Sample size calculation
The calculation of an adequate sample size is crucial to ensuring that you enroll a sufficient number of participants to stand a reasonable chance of arriving at a meaningful result. Specifically, this means enrolling sufficient participants so to be able to confidently accept or reject the null hypothesis of no clinically meaningful difference between the study arms. This is also an ethical consideration, as it may be difficult to justify subjecting a participant to the risks and burdens of a clinical study if there is little chance of a meaningful conclusion.
As it is almost never feasible to study the whole disease population, a sample of participants/subjects is selected from the entire population, which adequately represents the population from which it is drawn, so that inferences about the population as a whole can be made from the study results.
Statistically, the goal of sample size calculation is to minimise the chances of TYPE I ERROR (alpha) and TYPE II ERROR (beta). These errors represent false positives and false negatives, respectively.

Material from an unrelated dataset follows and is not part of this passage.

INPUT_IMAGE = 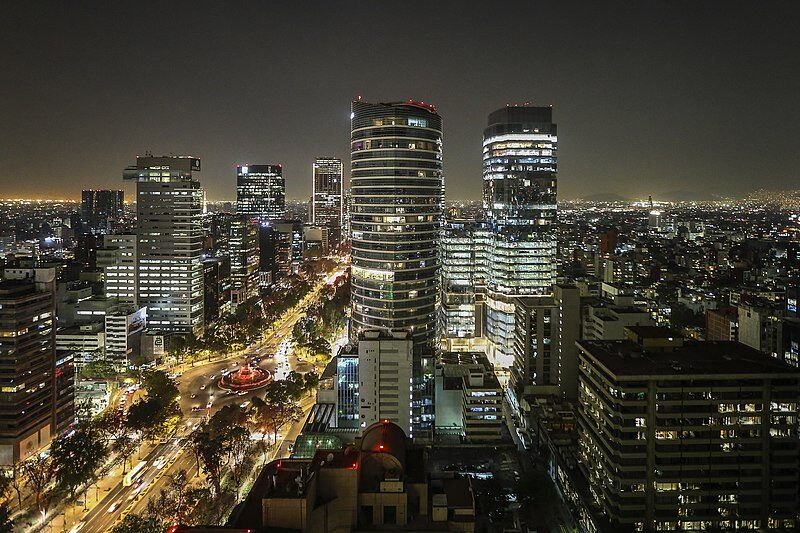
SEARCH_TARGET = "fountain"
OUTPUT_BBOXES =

There are several factors that needed to be considered when calculating the sample size:
- Type outcome variable (continuous, categorical, ordinal) and the statistical test that will be used to test the primary outcome.

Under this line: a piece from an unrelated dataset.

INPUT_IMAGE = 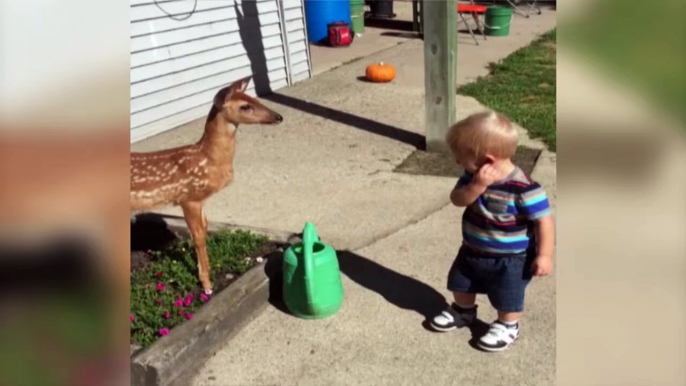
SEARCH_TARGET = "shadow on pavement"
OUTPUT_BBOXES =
[263,92,426,150]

- The desired POWER (also referred to as ‘1-BETA’; usually 80-90%). This refers to the chance of detecting an effect when a true effect exists. E.g. with 80% power, your study has an 80% chance of picking up an effect of the intervention (if such an effect exists).
- The desired false positive rate (also referred to as ‘ALPHA’; usually 5%), i.e. the chance that your study will show an effect of the intervention when no such effect exists. This value is the same as your p-value for statistical significance – usually 0.05.

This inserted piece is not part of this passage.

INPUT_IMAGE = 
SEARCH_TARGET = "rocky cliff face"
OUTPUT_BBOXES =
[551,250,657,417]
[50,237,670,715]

- The estimated effect size [the difference between the two groups] and the outcome rate or mean value in the control and treatment groups. Estimates of these values are needed for calculating your sample size. They should be realistic and based on existing evidence as far as possible. The smaller the effect size (or difference between groups) you are wanting to detect, the larger the study will need to be.
- The variability in the primary outcome. Most often defined by the STANDARD DEVIATION. The more variation in your study outcome, the larger your sample size will need to be. This variation may be simple ‘noise’ due to usual interindividual differences, but it may also be influenced by your choice of inclusion and exclusion criteria; a more diverse group of patients (diverse in terms of likely to have a wide variety of outcomes or responses to treatment) makes your study more generalizable, potentially at the case of requiring a larger sample size.
Estimating the effect size can be challenging as there are often no previously published studies to indicate what sort of effects to expect (if there was you might not be doing your study!). The most common approach is to use evidence from related studies or to use what you think is a reasonable MINIMAL CLINICALLY IMPORTANT DIFFERENCE. You might want to consider a pilot study to inform your understanding of what to expect.
Keep in mind also the connection between your study inclusion and exclusion criteria, and the fact that study participants are generally fitter and healthier than the overall population. These factors influence the expected rate of study outcomes (e.g. fewer deaths or infections in a healthier study cohort than in the overall population), the possible loss to follow up, and sometimes the response to the intervention (and therefore the study effect size). This can have an important effect on a study’s success, as when a study sees fewer outcomes than expected and so fails to have the power to demonstrate a difference between the intervention and control. Because the effects of these factors can be challenging to predict, many studies rely on data from a pilot study. Another approach is to design the study as ‘event-driven’ – meaning that you plan to continue to recruit participants until the desired number of study outcomes are observed. Adaptive designs are also becoming more common, where the sample size is re-estimated during the study, and then adjusted in light of the observed event rates.
To begin with, if your primary outcome will be tested using a simple statistical test (eg. t-test, Chi-squared, log-rank test) then there are numerous online calculators that can perform the calculation for you. However, if you plan to use more complex analytical methods, or to use a flexible method such as ‘event-driven’ study or adaptive design, then consultation with a statistician is essential.